Die Unterkünfte für Asylsuchende in Deutschland sind nach Recherchen und Berechnungen der "Bild" (Samstag) derzeit insgesamt zu 64 Prozent (43.672 von 67.877 Plätzen) ausgelastet. Das berichtet die Zeitung unter Berufung auf eine Statistik aus dem Bundesinnenministerium vom Januar 2023. In den Bundesländern sei die Quote unterschiedlich hoch, am niedrigsten liege sie demnach in Sachsen mit 18 Prozent und am höchsten in Thüringen mit 96 Prozent. In NRW lag sie laut "Bild" bei 58 Prozent, aus Sachsen-Anhalt gab es keine Angaben.

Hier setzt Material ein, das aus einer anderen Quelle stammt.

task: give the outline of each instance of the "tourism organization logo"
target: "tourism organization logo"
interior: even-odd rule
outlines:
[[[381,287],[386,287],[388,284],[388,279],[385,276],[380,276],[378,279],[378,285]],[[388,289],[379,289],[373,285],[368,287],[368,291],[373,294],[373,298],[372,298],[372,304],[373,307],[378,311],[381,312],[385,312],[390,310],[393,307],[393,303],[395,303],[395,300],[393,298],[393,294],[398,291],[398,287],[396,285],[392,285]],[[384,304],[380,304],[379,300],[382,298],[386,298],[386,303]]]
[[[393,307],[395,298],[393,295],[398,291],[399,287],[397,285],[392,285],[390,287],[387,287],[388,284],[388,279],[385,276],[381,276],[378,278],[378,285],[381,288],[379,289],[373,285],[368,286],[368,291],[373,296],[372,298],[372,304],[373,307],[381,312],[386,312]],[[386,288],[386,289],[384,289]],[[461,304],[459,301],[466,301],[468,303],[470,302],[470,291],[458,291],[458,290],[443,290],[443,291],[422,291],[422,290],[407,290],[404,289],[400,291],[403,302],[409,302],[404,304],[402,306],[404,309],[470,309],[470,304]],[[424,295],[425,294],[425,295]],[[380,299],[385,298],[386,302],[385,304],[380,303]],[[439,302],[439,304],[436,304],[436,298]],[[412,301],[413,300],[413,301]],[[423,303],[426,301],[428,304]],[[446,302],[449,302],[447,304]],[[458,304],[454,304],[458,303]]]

Umfrage: 51 Prozent meinen, Deutschland hat eher zu viele aufgenommen
In der Bevölkerung ist die Aufnahme von Flüchtlingen einer Umfrage zufolge derzeit umstritten. Die repräsentative Befragung des Meinungsforschungsinstituts Insa im Auftrag der "Bild am Sonntag" ergab, dass 51 Prozent der Bundesbürger der Meinung sind, Deutschland habe eher zu viele Geflüchtete aufgenommen. 33 Prozent halten die Anzahl demnach für angemessen, und 11 Prozent glauben, dass Deutschland mehr Menschen aufnehmen sollte.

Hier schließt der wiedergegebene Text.